Employee engagement played a big part in Coffey’s ability to turn around a business that had fallen behind the times when he arrived in 2003. In those days, WASH had about 60,000 locations and kept track of each of them on 3-by-5 index cards.
Today, the company has 25 branch offices across the U.S. and Canada and 65,000 locations where more than 4.5 million people do their laundry every week. And here’s another fun fact: WASH processes more than 1.7 billion quarters each year.
At the new WASH Multifamily Laundry Systems, technology is an integral part of the company’s operations. This includes smart card payment systems, Web-enabled remote laundry monitoring and a FixLaundry mobile app that allows residents to scan a barcode on a broken machine to request service.
It’s all led to a business that has doubled its revenue in the last five years to reach $450 million and 850 employees. None of it would have been possible if Coffey had kept his employees at a distance.
“You need to ride with your people, understand what they do for a living and understand their challenges,” Coffey says. “A lot of the good ideas in an organization come from these people. So you need to be able to plug into them as an equal or as a peer, not as a CEO to a subordinate. Somewhere in there, you’ll find success.”

All in the family

When Coffey first arrived at WASH, he didn’t know a lot about the company or the industry that it operated in. So he traveled around the country to meet his employees and soak in their knowledge to make it a better business.
It’s a ritual that he maintains to this day.
“Every year, I travel to every city and I talk to every employee,” Coffey says. “I let them know everything I know. There are no secrets in our company. They know how much revenue we have, what our earnings are, what our challenges are and what our goals and objectives are for the year. So I make them part of our company.”
When it was founded, WASH was known as Web Service Co. and had one employee and 50 Westinghouse automatic washing machines.
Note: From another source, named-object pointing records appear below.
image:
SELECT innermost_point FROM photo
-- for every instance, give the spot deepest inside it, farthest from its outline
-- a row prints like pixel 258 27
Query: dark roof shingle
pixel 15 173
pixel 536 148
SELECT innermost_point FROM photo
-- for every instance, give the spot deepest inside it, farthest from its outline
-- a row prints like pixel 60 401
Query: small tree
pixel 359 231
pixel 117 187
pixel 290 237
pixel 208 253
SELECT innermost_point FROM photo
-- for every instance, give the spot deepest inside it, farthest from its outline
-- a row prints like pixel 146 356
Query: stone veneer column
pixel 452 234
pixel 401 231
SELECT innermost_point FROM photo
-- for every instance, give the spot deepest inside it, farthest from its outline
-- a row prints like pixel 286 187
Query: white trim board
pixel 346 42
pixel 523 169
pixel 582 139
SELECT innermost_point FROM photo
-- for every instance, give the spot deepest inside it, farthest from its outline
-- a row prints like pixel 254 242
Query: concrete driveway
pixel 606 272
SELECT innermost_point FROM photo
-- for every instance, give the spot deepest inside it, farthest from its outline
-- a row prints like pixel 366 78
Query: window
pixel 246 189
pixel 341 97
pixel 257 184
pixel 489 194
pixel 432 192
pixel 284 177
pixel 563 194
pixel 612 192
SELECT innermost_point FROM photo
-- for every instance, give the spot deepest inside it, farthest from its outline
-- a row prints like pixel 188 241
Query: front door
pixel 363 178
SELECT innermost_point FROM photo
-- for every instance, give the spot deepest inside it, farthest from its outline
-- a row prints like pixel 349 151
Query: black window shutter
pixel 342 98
The company incorporated in 1953 and Coffey believes it has remained a family operation, even though the company is now led by a man who is not related to the company’s founding family.
“We started as a family business and today, we’re still a family,” Coffey says. “The family no longer owns us. They’re out of the business. But the family is 850 employees. Collectively as a unit, I develop my people and I work with my family. Now it’s kind of fun.
“At this stage, what was driven by me in the beginning is now driven by the employees. I can sit back almost like a proud papa and watch my organization feed on itself as it continues to grow and as our people reach new heights professionally in their careers. They are engaged and they are doing more. That culture is what makes companies successful.”
One of the biggest fears that employees have when change is put on the table is how it will affect them.
Coffey works hard to convey an attitude of collaboration over micromanagement.
It comes from recognition that the most valuable resource in most organizations is not the hardware.
“People are the heart of your company,” Coffey says. “So it’s working with people, inspiring people, giving them an opportunity for personal growth and making them part of something. It’s also saying thank you.
“A lot of times, executives can become closed off from the people in the trenches. It’s unfortunate when that happens. But when it does, you lose touch with what is the reality? What is the customer’s reality? What is the employee’s reality? What’s going on day to day in all of these jobs that are being performed by people in the organization?
“When I saw a job classification, I saw people. I knew what those people did for a living. I understood what their challenges were. It gave me a bigger sense of reality very quickly to where I could assess what the challenges were that we faced.”